Hoy es uno de esos días.

Un reptil venenoso repta desde las profundidades de mi estómago, abrasando mis entrañas con su aliento de fuego. Lentamente, demorando el paso en mis pulmones y mi corazón, el saurio se abre paso hacia mi boca, mi lengua, mis ojos. Mi cerebro se achicharra y cualquier intento de alejar a la bestia es salir del sartén para caer en las brasas.

Curiosa contradicción: mientras mis interiores se calcinan, mis extremidades se congelan. Un frío amartillado se apodera de mis pies, mis manos, haciendo tan difícil plasmar mis pensamientos, como difícil es traducir el frío y el calor en ideas concretas.

El lagarto ha llegado ya a mi cabeza. Se instala cómodamente sobre mi lengua. Muerde, muerde. Muerde el reptil y muerde el calor y muerde el frío que son míos y que me rodean. La cola del animal me obstruye la garganta. No puedo ya respirar, ni hablar, y siento una opresión cual nudo gordiano en mi glotis. ¿Dónde está el Magno en días como éstos?
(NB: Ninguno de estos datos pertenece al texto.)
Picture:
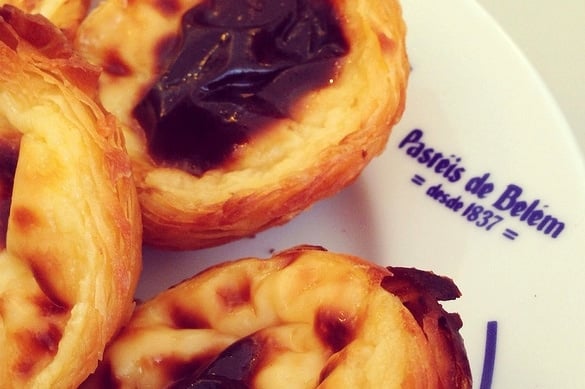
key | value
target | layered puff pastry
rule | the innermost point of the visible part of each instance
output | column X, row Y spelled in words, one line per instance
column 305, row 318
column 241, row 114
column 64, row 14
column 70, row 239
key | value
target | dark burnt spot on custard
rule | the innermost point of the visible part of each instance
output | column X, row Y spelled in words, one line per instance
column 48, row 308
column 48, row 340
column 46, row 283
column 234, row 367
column 163, row 52
column 239, row 67
column 419, row 290
column 8, row 160
column 177, row 369
column 36, row 346
column 187, row 318
column 335, row 328
column 114, row 65
column 235, row 295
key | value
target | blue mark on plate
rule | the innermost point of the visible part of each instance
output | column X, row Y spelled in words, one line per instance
column 489, row 358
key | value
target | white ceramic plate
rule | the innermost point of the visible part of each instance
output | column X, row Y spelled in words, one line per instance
column 512, row 235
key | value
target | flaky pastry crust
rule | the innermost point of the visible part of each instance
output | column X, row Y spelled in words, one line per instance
column 330, row 137
column 65, row 14
column 71, row 244
column 304, row 318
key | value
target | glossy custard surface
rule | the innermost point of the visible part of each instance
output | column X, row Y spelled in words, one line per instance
column 239, row 66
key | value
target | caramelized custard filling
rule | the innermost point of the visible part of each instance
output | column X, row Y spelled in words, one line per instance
column 238, row 67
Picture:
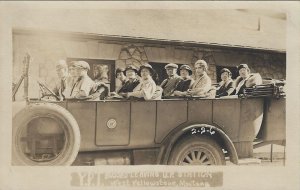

El humo desprendido encuentra pronto su caudal en mis venas. La sangre, ennegrecida, oscurece los órganos a medio cocer, que continuan humando. Mi sistema desborda y el humo me tiñe los ojos de hollín. La cerilla hierve en mis oídos conforme las mefíticas emanaciones abandonan mis canales auditivos.

Me observo en el espejo. Mis ojos, velados, no perciben ya la luz. Mis manos, heladas, no sienten ya mi garganta amoratada. Mi lengua, a medio devorar, no es más que un inútil despojo que cuelga grotescamente de mis mandíbulas sin mejillas.

El saurio se ha cansado de mi rostro y ahora vuelve, cabeza abajo, hacia mi corazón. Mi cerebro toma un respiro, levemente aliviado; la luz se abre parcialmente el paso hasta mis retinas; mi pecho estalla en una repugnante masa amorfa y sanguinolentas esquirlas que en otro tiempo fueran mis costillas.

Ya no puedo sostenerme y caigo violentamente. Levantarme es imposible. Sonrío. Ahora veo al reptil entre las nieblas del olvido. Lo tengo al alcance.

El desagradable animal se ceba en mis restos, sorbe con deleite los espesos jugos que se derraman de mi hígado, cual yema en un huevo poco cocido. Lentamente, mi aterida mano se acerca a uno de los fragmentos óseos que están esparcidos por todas partes. Lo aferro, es delgado, puntiagudo. Perfecto.

Con las últimas fuerzas que tengo, antes de que mi cerebro se rinda, apuñalo al dragón una vez, dos veces, tres veces. Un alarido terrible resuena en mis tímpanos, lenguas de fuego lamen mi mano y la dejan en carne viva.

El trabajo está hecho. El dragón ha sido herido de muerte y ya solamente tengo que esperar. Me permito descansar un instante. No demasiado largo, tan solo un instante. Cuando alzo la cabeza otra vez, el dragón ha muerto. Su cadáver destila pestilencia y yo sonrío ante el hedor.

Con dificultad, reúno mis vísceras y mis huesos. Lo acomodo todo como mejor puedo, una de mis costillas me sirve de aguja, un manojo de venas menores de hilo.

He terminado. Sonrío por tercera vez y última. Sé que el dragón no se ha ido del todo. Antes de estallar mi pecho, ha dejado un huevo oculto en algún lugar de mi cabeza. Es cuestión de tiempo para que su cría venga al mundo. Así ha sido y así será siempre.